DON'T get in that hot tub again!
The "very small" shock was due to high impedance between you and the current. Impedance is extremely luck-based. Someone getting out of the pool might splash water where it had not been before, now the impedance is much lower and that "small" shock puts you in a wheelchair.
Hot tub miswiring is so common it's legendary. RCDs do not protect you from all wiring errors.
Don't get in the hot tub again until you positively find the cause and remove it.
8ma vs 30ma protection
RCDs also do not protect you from shock, necessarily. In Europe, RCDs have been used for a long time, and for a different reason - protecting houses from fires, not protecting humans from shock. Also, since they use whole-house RCDs, they must use a higher (more permissive) threshold, otherwise small leaks from many appliances will "stack" to cause nuisance trips. So whole-house protection is typically 30ma threshold.
Whereas in the US, GFCI is specifically for human safety, and it is 6ma or 8ma. This is too sensitive for a whole house, so it is applied circuit by circuit on circuits where it is helpful. (near sinks).
Your whole-house RCD would need to be 30ma, which is not enough for life-safety protection. It's less likely to outright kill you, but it's plenty enough to stun you - and when you are in water, being stunned means drowning.
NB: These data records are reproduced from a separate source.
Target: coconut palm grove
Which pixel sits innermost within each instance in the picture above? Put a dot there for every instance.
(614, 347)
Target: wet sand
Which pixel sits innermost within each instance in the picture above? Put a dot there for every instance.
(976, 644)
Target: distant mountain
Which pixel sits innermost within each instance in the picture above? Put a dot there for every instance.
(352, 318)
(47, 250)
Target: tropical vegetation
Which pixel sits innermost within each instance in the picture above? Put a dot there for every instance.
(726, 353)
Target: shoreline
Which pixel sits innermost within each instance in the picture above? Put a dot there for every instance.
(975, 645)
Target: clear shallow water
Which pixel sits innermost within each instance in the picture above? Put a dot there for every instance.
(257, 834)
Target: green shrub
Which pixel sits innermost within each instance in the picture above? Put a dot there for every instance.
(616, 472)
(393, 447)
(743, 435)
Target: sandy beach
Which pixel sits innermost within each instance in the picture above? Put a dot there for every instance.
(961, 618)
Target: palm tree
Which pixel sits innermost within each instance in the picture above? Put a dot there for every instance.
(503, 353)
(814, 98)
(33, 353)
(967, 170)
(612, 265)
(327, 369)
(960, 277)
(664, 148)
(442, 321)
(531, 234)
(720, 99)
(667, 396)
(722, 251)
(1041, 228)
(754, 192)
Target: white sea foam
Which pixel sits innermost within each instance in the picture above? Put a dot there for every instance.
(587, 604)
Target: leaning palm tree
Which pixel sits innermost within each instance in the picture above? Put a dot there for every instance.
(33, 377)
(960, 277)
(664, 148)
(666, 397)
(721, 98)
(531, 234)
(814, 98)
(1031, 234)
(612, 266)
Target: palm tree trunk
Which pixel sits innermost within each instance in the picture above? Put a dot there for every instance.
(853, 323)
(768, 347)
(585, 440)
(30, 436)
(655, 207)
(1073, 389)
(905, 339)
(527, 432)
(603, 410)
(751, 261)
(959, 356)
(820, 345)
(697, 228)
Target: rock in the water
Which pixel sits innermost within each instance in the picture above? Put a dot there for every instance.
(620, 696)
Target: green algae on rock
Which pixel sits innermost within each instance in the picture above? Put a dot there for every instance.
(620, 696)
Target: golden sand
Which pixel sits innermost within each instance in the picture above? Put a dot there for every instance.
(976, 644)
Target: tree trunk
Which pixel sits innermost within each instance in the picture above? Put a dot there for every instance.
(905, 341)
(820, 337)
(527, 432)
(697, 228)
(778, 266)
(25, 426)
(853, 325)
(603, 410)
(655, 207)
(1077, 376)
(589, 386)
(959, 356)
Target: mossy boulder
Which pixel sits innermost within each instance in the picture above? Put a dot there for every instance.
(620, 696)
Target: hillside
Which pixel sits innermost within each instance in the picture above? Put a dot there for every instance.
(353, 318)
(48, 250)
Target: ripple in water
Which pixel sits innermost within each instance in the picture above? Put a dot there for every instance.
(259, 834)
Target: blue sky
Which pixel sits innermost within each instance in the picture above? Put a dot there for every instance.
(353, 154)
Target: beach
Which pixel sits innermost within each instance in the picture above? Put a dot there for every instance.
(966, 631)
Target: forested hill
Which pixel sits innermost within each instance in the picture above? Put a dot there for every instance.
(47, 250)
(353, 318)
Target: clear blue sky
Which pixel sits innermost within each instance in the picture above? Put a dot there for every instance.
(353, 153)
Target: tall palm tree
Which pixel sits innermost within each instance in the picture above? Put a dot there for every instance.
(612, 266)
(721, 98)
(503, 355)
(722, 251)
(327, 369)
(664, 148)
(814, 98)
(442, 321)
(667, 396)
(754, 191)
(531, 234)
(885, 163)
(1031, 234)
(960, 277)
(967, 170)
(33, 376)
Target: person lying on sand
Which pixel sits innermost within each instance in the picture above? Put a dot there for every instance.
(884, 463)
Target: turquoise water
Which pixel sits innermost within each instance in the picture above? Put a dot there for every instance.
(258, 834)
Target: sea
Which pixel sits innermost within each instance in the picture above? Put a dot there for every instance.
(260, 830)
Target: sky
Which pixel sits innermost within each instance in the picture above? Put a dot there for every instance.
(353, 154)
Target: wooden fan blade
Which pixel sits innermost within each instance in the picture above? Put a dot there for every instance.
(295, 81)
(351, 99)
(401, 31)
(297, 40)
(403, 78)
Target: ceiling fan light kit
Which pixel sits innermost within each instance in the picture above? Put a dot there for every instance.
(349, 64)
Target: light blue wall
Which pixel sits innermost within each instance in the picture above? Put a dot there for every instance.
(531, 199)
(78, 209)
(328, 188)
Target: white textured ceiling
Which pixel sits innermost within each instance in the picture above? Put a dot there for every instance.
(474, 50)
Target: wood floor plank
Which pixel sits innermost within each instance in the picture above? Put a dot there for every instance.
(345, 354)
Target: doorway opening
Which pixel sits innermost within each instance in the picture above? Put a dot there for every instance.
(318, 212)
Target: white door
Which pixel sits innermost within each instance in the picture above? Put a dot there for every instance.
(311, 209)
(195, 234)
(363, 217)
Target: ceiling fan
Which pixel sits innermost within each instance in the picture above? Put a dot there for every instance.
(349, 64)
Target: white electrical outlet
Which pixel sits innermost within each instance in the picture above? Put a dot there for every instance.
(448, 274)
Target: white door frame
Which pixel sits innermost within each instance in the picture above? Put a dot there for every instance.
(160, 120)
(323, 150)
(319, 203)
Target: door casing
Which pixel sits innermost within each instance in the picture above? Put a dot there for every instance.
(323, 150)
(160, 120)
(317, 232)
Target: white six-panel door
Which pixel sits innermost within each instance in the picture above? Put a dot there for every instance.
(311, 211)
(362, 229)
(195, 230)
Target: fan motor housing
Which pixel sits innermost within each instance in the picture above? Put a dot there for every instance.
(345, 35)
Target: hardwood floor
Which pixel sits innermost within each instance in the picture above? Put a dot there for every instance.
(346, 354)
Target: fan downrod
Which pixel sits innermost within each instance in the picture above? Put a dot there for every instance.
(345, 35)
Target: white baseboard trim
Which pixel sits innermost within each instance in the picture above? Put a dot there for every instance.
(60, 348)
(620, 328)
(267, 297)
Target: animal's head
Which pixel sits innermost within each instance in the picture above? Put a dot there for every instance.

Your hot tub should indeed have its own RCD, at the 6-8ma sensitivity level. However if you walk into a store and buy any random RCD, it's quite possible you'll find yourself holding a 30ma one. Perhaps your hot tub installer did exactly that.
RCDs do fail
I.E. they stop properly detecting ground faults. That's why the device has a "TEST" button. Use it.
It may be miswired to bypass the RCD
In fact, this is likely if the hot tub installer hit a situation where the RCD tripped when he hooked it up correctly. The RCD would trip when hooked up correctly, if the hot tub had a ground fault. Typical installer move is to jury-rig it any method that will work, then get paid.
This can also happen with amateur installers. They typically refuse to learn how to do the job properly (because that takes time learning about subjects they just don't care about), and simply "try random combinations" until one works. Many will work and also kill you. This might be one of those.
If the hot tub has a ground fault, fix it - seriously
Sometimes RCDs trip because the downline device is connected correctly, but actually does have a ground fault. This tends to surprise the heck out of people, they are in full disbelief -- "MY appliance has a ground fault? This cannot be!" (even they know nothing about ground faults).
I've seen people replace RCDs twice simply because they cannot believe they actually have a ground fault. And of course they feel totally justified in bypassing safety protection altogether.
So don't be in denial about that. There is a real possibility that the hot tub has a ground fault. If so, fix it.
It might not even be the hot tub
There's an outside chance this shock is entirely unrelated to the hot tub. It's possible the dangerous voltage is being sourced from some other thing in your yard, and the hot tub is correctly providing grounding, thus completing the circuit. If so, the cure is a thorough search of your house's electrical system for any defects. And if neighbors are close, you may need to bring out someone to test for problems coming from them.
In any case, this is nothing to trifle with.